A Hitchhiker’s Guide to Asynchronous Programming - crazyguitar
https://github.com/crazyguitar/pysheeet/blob/master/docs/appendix/python-concurrent.rst
======
BiteCode_dev
I get that this guide tries to ease you in into low level concurrency
concepts.

However, if you try to just get work done in Python, this is not what you
want.

Don't do threads/processes yourself, use pools:

    
    
        import random
        import time
        from concurrent.futures import ProcessPoolExecutor, as_completed
    
        def hello():
            seconds = random.randint(0, 5)
            print(f"Start blocking for {seconds}s")
            time.sleep(seconds)
            print(f"Stopped blocking after {seconds}s")
            return seconds
    
        if __name__ == "__main__":
    
            with ProcessPoolExecutor(max_workers=2) as exec:
    
                a = exec.submit(hello)
                b = exec.submit(hello)
    
                for future in as_completed((a, b)):
                    print(future.result())
    

And don't manage the loop yourself.

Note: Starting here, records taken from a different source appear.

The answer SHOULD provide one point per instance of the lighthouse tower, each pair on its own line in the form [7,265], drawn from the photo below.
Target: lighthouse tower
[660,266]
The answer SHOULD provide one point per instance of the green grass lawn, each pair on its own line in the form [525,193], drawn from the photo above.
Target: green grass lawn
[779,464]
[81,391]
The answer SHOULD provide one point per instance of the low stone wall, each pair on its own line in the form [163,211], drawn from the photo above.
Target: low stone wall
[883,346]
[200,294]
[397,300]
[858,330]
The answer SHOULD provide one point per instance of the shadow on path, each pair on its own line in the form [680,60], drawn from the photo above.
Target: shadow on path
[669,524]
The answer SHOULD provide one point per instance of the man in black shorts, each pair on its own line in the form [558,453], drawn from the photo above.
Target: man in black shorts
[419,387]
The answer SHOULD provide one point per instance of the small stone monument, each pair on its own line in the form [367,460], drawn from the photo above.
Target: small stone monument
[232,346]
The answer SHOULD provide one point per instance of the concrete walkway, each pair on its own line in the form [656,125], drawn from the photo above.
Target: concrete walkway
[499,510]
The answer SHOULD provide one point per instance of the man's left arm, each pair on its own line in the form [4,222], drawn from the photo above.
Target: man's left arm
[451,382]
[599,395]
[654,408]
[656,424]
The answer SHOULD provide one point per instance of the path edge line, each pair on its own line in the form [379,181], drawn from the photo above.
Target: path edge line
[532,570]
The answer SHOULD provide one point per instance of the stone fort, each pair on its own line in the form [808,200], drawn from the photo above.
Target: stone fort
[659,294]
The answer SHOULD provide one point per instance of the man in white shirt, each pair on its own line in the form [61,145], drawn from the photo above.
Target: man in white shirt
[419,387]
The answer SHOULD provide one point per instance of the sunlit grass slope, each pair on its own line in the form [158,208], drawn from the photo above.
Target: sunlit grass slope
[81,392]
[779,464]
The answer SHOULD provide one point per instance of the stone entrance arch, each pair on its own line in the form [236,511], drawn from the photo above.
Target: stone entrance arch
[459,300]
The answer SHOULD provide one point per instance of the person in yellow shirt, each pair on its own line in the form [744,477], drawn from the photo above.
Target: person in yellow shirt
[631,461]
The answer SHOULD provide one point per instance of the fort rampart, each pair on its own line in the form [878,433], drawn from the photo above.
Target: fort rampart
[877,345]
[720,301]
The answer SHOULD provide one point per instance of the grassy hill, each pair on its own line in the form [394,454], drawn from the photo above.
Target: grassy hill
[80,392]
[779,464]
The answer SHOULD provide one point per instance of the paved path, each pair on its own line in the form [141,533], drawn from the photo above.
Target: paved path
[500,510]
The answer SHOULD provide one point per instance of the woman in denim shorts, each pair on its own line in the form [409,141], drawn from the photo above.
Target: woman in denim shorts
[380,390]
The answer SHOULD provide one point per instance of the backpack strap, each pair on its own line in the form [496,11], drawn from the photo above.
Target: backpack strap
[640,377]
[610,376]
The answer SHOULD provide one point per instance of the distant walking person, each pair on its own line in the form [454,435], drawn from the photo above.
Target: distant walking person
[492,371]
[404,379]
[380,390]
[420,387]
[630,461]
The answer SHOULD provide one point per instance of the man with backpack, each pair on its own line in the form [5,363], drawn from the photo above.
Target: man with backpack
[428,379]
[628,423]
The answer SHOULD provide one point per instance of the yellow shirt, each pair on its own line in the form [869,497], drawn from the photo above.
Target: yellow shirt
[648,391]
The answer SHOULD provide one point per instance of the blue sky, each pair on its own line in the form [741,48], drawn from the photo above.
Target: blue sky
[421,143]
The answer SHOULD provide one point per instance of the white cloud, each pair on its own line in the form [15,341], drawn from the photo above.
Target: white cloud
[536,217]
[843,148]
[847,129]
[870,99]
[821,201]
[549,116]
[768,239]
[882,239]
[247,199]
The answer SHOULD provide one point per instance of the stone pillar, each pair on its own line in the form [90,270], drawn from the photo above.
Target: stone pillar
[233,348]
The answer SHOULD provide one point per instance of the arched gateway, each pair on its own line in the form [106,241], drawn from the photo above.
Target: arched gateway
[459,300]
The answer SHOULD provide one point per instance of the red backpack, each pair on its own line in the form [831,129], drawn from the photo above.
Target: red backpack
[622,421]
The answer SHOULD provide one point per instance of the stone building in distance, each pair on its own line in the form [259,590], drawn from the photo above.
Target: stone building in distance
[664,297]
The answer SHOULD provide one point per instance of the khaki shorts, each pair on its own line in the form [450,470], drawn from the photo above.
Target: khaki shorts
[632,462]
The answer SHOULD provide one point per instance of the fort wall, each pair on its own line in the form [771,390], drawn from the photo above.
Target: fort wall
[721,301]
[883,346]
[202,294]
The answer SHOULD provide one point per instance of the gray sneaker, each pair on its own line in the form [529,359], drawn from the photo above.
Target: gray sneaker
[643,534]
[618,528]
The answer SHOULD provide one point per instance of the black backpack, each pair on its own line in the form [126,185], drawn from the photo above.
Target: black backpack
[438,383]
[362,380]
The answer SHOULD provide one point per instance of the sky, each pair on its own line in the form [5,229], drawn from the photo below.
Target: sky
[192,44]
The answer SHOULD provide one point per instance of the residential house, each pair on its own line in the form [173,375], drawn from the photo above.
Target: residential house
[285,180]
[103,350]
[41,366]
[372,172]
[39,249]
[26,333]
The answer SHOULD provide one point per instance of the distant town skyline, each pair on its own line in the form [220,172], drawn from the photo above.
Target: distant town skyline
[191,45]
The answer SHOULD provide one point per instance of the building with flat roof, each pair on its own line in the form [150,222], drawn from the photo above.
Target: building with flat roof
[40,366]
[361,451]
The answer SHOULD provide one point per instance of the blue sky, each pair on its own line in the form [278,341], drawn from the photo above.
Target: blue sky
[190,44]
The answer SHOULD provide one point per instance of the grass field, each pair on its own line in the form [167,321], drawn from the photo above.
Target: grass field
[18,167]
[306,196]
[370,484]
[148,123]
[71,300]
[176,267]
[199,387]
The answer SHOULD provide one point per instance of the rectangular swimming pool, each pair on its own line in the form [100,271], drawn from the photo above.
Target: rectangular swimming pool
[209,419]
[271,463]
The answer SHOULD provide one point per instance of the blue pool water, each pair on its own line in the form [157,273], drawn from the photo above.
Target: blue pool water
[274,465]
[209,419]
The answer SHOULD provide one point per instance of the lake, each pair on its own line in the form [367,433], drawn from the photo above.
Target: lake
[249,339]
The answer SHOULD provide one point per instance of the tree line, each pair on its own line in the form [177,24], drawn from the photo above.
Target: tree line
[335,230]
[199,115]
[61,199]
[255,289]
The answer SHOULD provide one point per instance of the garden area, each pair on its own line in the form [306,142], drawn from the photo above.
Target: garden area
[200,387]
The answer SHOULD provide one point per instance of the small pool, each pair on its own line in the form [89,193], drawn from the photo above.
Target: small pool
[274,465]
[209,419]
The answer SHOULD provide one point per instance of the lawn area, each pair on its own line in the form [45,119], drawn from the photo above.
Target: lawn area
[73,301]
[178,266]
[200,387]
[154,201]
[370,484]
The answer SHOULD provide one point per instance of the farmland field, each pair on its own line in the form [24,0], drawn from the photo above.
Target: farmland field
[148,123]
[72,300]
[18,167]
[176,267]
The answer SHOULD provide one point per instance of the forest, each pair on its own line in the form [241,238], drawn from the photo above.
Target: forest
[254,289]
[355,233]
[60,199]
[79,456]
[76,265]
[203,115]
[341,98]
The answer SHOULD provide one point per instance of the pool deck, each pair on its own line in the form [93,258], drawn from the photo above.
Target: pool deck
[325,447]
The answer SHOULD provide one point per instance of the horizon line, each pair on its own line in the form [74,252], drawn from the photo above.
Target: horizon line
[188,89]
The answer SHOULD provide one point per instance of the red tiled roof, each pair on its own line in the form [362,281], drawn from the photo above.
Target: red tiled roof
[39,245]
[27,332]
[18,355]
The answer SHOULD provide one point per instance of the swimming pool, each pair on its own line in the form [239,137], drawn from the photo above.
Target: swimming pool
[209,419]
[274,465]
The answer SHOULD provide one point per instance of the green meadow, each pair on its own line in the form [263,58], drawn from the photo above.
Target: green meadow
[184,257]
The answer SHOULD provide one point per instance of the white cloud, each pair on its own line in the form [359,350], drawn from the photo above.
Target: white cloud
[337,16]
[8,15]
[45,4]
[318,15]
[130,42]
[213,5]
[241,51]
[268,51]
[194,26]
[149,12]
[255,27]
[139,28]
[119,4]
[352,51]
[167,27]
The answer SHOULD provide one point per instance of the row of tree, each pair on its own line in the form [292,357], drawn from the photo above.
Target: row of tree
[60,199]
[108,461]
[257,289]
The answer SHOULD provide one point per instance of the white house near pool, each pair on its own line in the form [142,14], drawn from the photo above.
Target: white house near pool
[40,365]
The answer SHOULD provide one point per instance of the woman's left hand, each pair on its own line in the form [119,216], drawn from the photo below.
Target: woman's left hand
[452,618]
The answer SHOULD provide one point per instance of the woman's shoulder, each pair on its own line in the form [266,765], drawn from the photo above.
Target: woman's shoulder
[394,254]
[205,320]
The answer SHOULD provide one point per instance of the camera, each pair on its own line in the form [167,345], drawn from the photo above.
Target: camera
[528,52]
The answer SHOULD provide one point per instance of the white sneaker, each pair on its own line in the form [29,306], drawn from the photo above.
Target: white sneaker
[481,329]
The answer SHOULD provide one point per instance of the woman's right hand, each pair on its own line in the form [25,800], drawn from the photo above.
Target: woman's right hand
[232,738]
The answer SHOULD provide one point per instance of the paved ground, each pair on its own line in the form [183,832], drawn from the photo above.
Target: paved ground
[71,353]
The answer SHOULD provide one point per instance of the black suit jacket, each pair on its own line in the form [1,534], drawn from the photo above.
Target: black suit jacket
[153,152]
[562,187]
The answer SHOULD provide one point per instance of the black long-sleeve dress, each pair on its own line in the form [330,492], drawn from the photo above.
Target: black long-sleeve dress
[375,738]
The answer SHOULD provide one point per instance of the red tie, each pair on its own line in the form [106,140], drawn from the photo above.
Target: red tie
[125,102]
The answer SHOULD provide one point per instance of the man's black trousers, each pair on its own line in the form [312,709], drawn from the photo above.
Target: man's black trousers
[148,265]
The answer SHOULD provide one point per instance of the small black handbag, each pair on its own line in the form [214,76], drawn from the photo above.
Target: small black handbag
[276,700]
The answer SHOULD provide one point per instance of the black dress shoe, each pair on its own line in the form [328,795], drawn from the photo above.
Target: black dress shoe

Use Python 3.7, and replace:

    
    
        loop = asyncio.get_event_loop()
        loop.run_until_complete(loop.create_task(foo()))
        loop.close()
    

With: asyncio.run(foo())

The code is not just shorter, it is way, wayyyyyyyyyyyy, more correct.

Also don't program asyncio by hand. Use a lib. E.G: wanna do http, use
aiohttp.

This is Python, don't suffer more than you need to.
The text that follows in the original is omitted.